WE RECOMMEND: Kasa Smart Plug by TP-Link, 2 pack
- Comes with two hubless TP-Link Wi-Fi plugs.
- These plugs are easily installed to any current socket or extension lead and can be controlled through the TP-Link Kasa app on either your Android or iOS device.
- All TP-Link devices support the use of Alexa, Google Assistant or IFTTT to control them by voice or through Routines.
- Through the app, you can easily monitor the energy use of each plug so you can know which devices are consuming the most of your energy bill.
INSTALLATION - HANDY OR A HASSLE?
Now that we have learned the benefits of switches that use a hub or just your local Wi-Fi, we need to touch base on the hassle of installing them.
Most plug-and-go smart switches, like the TP-Link smart plugs, are so user friendly even a child could install one.
Just make sure your current socket is receiving power, and your new smart plugs will be good to go.

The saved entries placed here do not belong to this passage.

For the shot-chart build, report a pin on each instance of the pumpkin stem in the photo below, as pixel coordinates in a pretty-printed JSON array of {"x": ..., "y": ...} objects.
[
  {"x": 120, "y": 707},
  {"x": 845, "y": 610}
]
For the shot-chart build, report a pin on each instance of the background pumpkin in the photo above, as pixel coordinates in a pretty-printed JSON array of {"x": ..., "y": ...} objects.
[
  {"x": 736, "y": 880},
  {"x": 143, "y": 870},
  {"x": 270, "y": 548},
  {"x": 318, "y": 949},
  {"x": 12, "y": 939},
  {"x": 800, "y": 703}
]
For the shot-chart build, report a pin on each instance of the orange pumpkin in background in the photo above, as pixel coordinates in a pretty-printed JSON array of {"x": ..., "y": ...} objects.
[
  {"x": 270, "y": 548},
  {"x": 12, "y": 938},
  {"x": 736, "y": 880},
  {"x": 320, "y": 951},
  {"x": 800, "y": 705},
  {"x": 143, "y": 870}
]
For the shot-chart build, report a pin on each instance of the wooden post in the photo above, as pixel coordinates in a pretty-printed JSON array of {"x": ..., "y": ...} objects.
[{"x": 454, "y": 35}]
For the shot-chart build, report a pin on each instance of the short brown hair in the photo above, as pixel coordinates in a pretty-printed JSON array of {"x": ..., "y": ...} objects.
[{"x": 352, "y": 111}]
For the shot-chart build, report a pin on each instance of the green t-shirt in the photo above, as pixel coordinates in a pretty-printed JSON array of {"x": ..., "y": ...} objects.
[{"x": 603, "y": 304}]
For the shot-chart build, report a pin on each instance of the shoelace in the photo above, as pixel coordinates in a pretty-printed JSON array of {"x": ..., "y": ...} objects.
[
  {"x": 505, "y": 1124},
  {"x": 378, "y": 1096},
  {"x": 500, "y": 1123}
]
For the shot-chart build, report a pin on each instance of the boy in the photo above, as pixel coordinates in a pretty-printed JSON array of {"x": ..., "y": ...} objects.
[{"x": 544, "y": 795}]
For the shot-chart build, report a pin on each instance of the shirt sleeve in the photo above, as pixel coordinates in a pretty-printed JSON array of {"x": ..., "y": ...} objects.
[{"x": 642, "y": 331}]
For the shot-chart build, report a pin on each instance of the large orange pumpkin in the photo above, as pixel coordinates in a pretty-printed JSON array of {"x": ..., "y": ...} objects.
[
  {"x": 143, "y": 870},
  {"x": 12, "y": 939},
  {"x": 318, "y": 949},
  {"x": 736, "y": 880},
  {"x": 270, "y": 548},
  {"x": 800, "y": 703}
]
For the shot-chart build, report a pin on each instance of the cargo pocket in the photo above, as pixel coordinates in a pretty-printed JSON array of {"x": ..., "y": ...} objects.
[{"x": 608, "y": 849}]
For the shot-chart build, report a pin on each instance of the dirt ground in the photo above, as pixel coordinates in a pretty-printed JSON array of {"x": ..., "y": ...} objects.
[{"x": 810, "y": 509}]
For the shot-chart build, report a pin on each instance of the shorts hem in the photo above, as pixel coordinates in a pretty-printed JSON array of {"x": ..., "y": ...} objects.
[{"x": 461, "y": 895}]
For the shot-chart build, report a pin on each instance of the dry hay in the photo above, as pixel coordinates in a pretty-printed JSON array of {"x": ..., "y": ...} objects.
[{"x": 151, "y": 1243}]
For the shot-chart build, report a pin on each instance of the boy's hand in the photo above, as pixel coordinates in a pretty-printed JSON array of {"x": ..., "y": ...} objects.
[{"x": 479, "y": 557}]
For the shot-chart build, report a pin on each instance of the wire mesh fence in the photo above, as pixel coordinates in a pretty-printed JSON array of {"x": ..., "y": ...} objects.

For solutions like the Lightwave switches, professional help is likely to be needed.
Since some smart switches run off the mains power and replace your existing switches, you 100 per cent need to be confident working around electricity and you will also need permission from a landlord if you want to replace them in a home you are renting.
The installation shouldn't be the most complicated, but many companies, Lightwave included, provide specialised installation teams which can be called to your house to help out.
Don't expect the installation costs to be cheap (most will run you almost the same amount as the actual product) but it will give you the peace of mind that the product will be installed safely.